# Overview

Data does not always come in its final processed form that is required for training machine learning algorithms. We use `transformers` to perform some manipulation of the data and make it suitable for training.

For example, the FashionMNIST features are in `PIL Image format`, and the labels are integers. For training, we need the features as normalized tensors, and the labels as one-hot encoded tensors.
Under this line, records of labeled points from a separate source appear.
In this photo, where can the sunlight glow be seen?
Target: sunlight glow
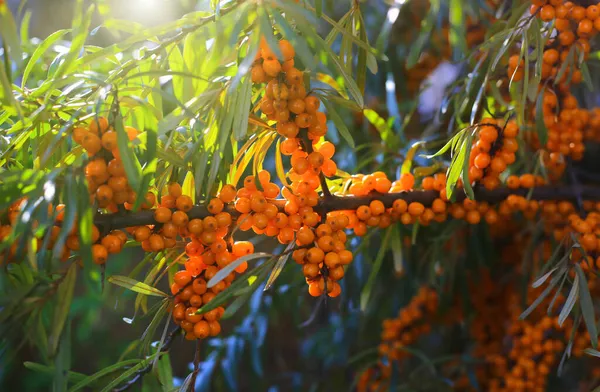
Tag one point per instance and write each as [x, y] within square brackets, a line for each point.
[393, 14]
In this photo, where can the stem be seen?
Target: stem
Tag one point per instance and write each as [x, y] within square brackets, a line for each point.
[337, 203]
[196, 366]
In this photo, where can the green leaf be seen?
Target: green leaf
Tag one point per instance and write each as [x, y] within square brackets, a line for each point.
[242, 108]
[540, 125]
[339, 123]
[9, 34]
[87, 380]
[458, 33]
[64, 297]
[417, 47]
[465, 169]
[458, 164]
[127, 375]
[281, 261]
[553, 282]
[587, 78]
[134, 285]
[397, 251]
[39, 52]
[331, 60]
[222, 273]
[132, 166]
[80, 31]
[188, 188]
[165, 371]
[50, 371]
[62, 360]
[366, 292]
[587, 307]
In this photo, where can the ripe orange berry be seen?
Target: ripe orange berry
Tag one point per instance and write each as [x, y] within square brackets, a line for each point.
[174, 189]
[577, 13]
[592, 12]
[297, 106]
[416, 209]
[547, 13]
[91, 143]
[376, 207]
[473, 217]
[513, 182]
[400, 206]
[527, 180]
[99, 125]
[272, 67]
[201, 329]
[550, 56]
[488, 134]
[99, 254]
[162, 214]
[295, 77]
[156, 242]
[305, 235]
[258, 75]
[287, 50]
[180, 219]
[363, 213]
[109, 140]
[407, 181]
[112, 243]
[482, 160]
[184, 203]
[182, 278]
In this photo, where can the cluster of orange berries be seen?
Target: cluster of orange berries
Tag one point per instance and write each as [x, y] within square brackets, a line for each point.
[493, 152]
[567, 129]
[323, 255]
[191, 293]
[413, 321]
[104, 171]
[568, 125]
[209, 250]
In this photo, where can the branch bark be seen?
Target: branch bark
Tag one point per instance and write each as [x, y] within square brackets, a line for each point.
[336, 203]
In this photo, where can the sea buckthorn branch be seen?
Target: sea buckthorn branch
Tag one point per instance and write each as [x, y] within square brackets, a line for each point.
[341, 203]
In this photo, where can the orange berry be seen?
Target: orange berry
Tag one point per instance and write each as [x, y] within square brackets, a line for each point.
[109, 140]
[112, 243]
[377, 207]
[416, 209]
[547, 13]
[272, 67]
[99, 254]
[184, 203]
[482, 160]
[162, 214]
[99, 125]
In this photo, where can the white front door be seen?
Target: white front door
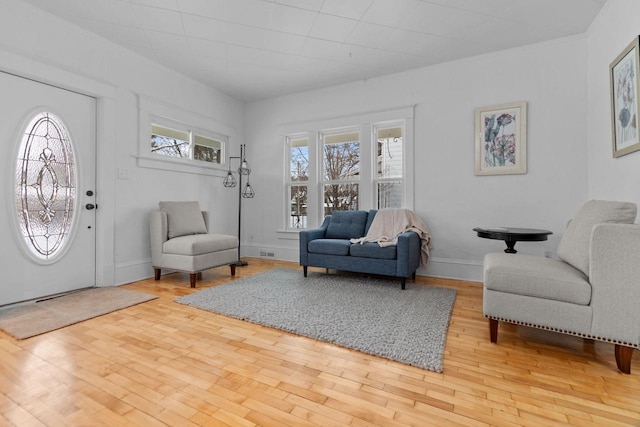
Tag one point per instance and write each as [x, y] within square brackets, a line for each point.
[47, 184]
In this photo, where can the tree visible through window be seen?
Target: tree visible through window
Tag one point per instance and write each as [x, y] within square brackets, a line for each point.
[298, 180]
[341, 171]
[388, 178]
[348, 167]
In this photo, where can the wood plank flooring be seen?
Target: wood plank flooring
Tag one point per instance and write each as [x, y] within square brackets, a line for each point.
[162, 363]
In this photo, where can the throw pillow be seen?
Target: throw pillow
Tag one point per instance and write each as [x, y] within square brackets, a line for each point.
[346, 225]
[183, 218]
[574, 245]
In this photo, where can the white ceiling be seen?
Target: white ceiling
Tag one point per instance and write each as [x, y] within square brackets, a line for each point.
[256, 49]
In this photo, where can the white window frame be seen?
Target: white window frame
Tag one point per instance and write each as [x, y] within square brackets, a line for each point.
[288, 182]
[374, 138]
[366, 124]
[328, 133]
[154, 112]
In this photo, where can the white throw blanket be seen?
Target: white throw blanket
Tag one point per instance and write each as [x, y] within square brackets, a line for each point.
[388, 224]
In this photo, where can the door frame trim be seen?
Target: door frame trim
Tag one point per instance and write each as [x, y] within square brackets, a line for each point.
[106, 122]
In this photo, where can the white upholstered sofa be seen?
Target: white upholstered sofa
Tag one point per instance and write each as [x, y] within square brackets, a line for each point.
[180, 241]
[592, 290]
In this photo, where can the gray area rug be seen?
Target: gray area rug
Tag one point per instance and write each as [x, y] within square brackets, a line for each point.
[36, 318]
[370, 315]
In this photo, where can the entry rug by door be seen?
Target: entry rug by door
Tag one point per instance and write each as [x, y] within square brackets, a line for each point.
[36, 318]
[370, 315]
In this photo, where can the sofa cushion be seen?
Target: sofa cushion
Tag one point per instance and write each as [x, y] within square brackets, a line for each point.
[183, 218]
[372, 214]
[329, 246]
[199, 244]
[373, 250]
[536, 277]
[347, 225]
[574, 245]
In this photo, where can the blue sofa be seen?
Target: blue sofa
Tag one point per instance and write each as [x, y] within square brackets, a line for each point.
[330, 247]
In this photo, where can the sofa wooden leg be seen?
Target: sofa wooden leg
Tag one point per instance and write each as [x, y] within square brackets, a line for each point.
[623, 358]
[493, 330]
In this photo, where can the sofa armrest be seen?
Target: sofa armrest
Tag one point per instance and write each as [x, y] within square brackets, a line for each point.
[158, 230]
[305, 236]
[408, 250]
[614, 273]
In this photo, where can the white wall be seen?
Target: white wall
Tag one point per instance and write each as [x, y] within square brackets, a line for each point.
[36, 44]
[610, 178]
[552, 79]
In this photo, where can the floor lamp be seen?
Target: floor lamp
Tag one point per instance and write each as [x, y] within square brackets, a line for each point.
[245, 192]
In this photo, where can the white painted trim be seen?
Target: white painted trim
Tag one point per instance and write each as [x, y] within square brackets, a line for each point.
[105, 146]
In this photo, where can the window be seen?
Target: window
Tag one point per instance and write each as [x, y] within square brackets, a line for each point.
[341, 170]
[180, 140]
[350, 163]
[185, 144]
[207, 149]
[298, 180]
[170, 142]
[389, 166]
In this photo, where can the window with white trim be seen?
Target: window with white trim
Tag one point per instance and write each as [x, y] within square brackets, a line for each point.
[185, 144]
[340, 170]
[297, 181]
[334, 165]
[176, 139]
[388, 177]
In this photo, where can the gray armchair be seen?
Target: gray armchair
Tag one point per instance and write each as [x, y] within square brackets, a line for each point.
[592, 291]
[180, 241]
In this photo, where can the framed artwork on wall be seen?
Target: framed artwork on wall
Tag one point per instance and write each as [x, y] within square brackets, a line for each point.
[624, 100]
[501, 139]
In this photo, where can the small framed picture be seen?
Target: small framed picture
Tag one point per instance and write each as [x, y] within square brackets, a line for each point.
[624, 100]
[501, 139]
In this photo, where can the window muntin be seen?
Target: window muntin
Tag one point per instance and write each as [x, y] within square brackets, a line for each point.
[170, 142]
[389, 165]
[341, 170]
[186, 144]
[207, 149]
[46, 185]
[377, 180]
[297, 190]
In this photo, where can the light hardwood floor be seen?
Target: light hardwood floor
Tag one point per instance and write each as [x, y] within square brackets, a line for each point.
[163, 363]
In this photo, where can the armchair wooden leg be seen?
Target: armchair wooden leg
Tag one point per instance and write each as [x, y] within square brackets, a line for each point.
[623, 358]
[493, 330]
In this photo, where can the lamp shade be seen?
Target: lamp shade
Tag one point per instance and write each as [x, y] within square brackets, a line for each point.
[229, 180]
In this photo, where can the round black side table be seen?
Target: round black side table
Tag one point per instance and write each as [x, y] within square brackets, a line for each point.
[512, 235]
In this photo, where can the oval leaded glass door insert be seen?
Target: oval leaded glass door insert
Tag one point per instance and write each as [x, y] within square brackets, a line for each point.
[45, 187]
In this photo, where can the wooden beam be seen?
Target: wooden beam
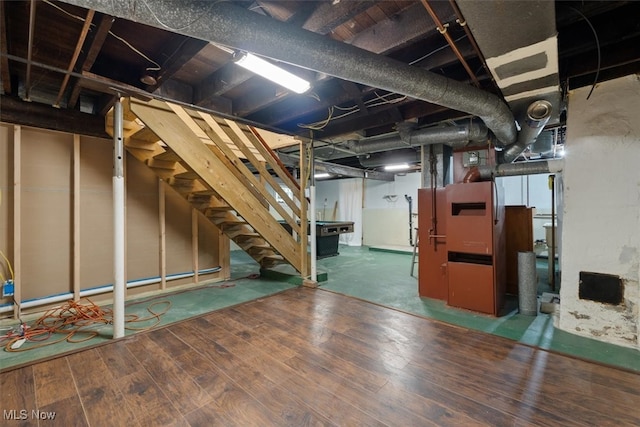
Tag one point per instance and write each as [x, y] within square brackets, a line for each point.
[32, 25]
[243, 139]
[188, 49]
[17, 223]
[270, 156]
[330, 15]
[216, 130]
[38, 115]
[76, 217]
[183, 139]
[99, 38]
[74, 58]
[220, 150]
[163, 233]
[221, 81]
[5, 75]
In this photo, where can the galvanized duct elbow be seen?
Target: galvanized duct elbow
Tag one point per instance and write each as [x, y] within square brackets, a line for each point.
[454, 136]
[234, 26]
[538, 115]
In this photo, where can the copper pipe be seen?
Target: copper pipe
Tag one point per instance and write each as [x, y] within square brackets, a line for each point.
[552, 249]
[463, 23]
[442, 30]
[437, 236]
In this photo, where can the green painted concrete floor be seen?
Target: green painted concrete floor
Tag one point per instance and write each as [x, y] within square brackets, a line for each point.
[377, 276]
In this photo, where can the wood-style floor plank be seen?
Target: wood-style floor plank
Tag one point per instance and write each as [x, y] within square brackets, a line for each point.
[313, 357]
[18, 393]
[53, 381]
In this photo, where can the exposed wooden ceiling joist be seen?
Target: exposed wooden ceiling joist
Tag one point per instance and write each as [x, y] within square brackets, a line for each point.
[99, 36]
[76, 53]
[4, 61]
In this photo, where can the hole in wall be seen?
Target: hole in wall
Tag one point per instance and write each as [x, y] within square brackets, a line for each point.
[599, 287]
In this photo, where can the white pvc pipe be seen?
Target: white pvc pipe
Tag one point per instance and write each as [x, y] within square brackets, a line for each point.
[312, 225]
[100, 290]
[119, 281]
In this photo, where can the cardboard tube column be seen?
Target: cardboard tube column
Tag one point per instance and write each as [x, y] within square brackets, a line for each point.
[527, 284]
[118, 223]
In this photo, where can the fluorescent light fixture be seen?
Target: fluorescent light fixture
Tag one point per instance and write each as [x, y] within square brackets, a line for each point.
[398, 167]
[275, 74]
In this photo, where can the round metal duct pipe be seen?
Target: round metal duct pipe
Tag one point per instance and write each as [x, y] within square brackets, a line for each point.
[537, 116]
[454, 136]
[233, 26]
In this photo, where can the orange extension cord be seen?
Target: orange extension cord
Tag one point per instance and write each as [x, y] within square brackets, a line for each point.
[73, 318]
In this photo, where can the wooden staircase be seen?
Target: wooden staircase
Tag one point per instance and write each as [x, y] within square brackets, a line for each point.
[222, 168]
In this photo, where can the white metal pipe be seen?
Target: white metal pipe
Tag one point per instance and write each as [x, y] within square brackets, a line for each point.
[312, 207]
[312, 225]
[52, 299]
[119, 281]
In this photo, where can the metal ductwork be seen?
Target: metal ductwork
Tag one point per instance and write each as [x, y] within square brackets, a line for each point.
[537, 116]
[454, 136]
[485, 173]
[233, 26]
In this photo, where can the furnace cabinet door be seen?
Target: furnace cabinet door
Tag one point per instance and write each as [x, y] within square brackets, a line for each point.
[471, 286]
[470, 218]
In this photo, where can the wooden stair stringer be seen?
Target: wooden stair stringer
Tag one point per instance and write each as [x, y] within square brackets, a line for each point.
[184, 140]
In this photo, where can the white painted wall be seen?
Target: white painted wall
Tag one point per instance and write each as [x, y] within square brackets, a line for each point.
[386, 211]
[532, 191]
[602, 208]
[341, 200]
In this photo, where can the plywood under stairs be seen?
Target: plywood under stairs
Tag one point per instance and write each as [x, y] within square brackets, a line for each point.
[207, 160]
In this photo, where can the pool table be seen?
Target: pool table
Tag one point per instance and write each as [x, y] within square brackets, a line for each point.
[327, 235]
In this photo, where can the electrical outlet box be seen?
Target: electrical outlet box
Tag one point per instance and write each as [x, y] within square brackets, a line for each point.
[7, 289]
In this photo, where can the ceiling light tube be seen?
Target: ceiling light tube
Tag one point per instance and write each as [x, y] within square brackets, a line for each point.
[274, 73]
[397, 167]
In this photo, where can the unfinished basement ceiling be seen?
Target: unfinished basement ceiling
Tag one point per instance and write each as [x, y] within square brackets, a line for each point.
[62, 63]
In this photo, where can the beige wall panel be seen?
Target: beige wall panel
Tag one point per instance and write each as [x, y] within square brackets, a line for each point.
[178, 232]
[46, 213]
[143, 244]
[96, 212]
[207, 244]
[6, 198]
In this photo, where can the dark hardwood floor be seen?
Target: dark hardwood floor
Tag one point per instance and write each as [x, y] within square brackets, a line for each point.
[312, 357]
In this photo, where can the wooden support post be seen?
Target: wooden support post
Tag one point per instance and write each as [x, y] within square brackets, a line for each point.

To make these transformations, we use `ToTensor` and `Lambda`.

In [1]:
import torch
from torchvision import datasets
from torchvision.transforms import ToTensor, Lambda

ds=datasets.FashionMNIST(
    root='data',
    train=True,
    download=True,
    transform=ToTensor(),
    target_transform=Lambda(
        lambda y: torch.zeros(10, dtype=torch.float).scatter_(0,torch.tensor(y), value=1))
)

Downloading http://fashion-mnist.s3-website.eu-central-1.amazonaws.com/train-images-idx3-ubyte.gz
Downloading http://fashion-mnist.s3-website.eu-central-1.amazonaws.com/train-images-idx3-ubyte.gz to data/FashionMNIST/raw/train-images-idx3-ubyte.gz


100%|██████████| 26421880/26421880 [00:03<00:00, 7833102.11it/s] 


Extracting data/FashionMNIST/raw/train-images-idx3-ubyte.gz to data/FashionMNIST/raw

Downloading http://fashion-mnist.s3-website.eu-central-1.amazonaws.com/train-labels-idx1-ubyte.gz
Downloading http://fashion-mnist.s3-website.eu-central-1.amazonaws.com/train-labels-idx1-ubyte.gz to data/FashionMNIST/raw/train-labels-idx1-ubyte.gz


100%|██████████| 29515/29515 [00:00<00:00, 138744.77it/s]


Extracting data/FashionMNIST/raw/train-labels-idx1-ubyte.gz to data/FashionMNIST/raw

Downloading http://fashion-mnist.s3-website.eu-central-1.amazonaws.com/t10k-images-idx3-ubyte.gz
Downloading http://fashion-mnist.s3-website.eu-central-1.amazonaws.com/t10k-images-idx3-ubyte.gz to data/FashionMNIST/raw/t10k-images-idx3-ubyte.gz


100%|██████████| 4422102/4422102 [00:01<00:00, 2534033.48it/s]


Extracting data/FashionMNIST/raw/t10k-images-idx3-ubyte.gz to data/FashionMNIST/raw

Downloading http://fashion-mnist.s3-website.eu-central-1.amazonaws.com/t10k-labels-idx1-ubyte.gz
Downloading http://fashion-mnist.s3-website.eu-central-1.amazonaws.com/t10k-labels-idx1-ubyte.gz to data/FashionMNIST/raw/t10k-labels-idx1-ubyte.gz


100%|██████████| 5148/5148 [00:00<00:00, 13939494.51it/s]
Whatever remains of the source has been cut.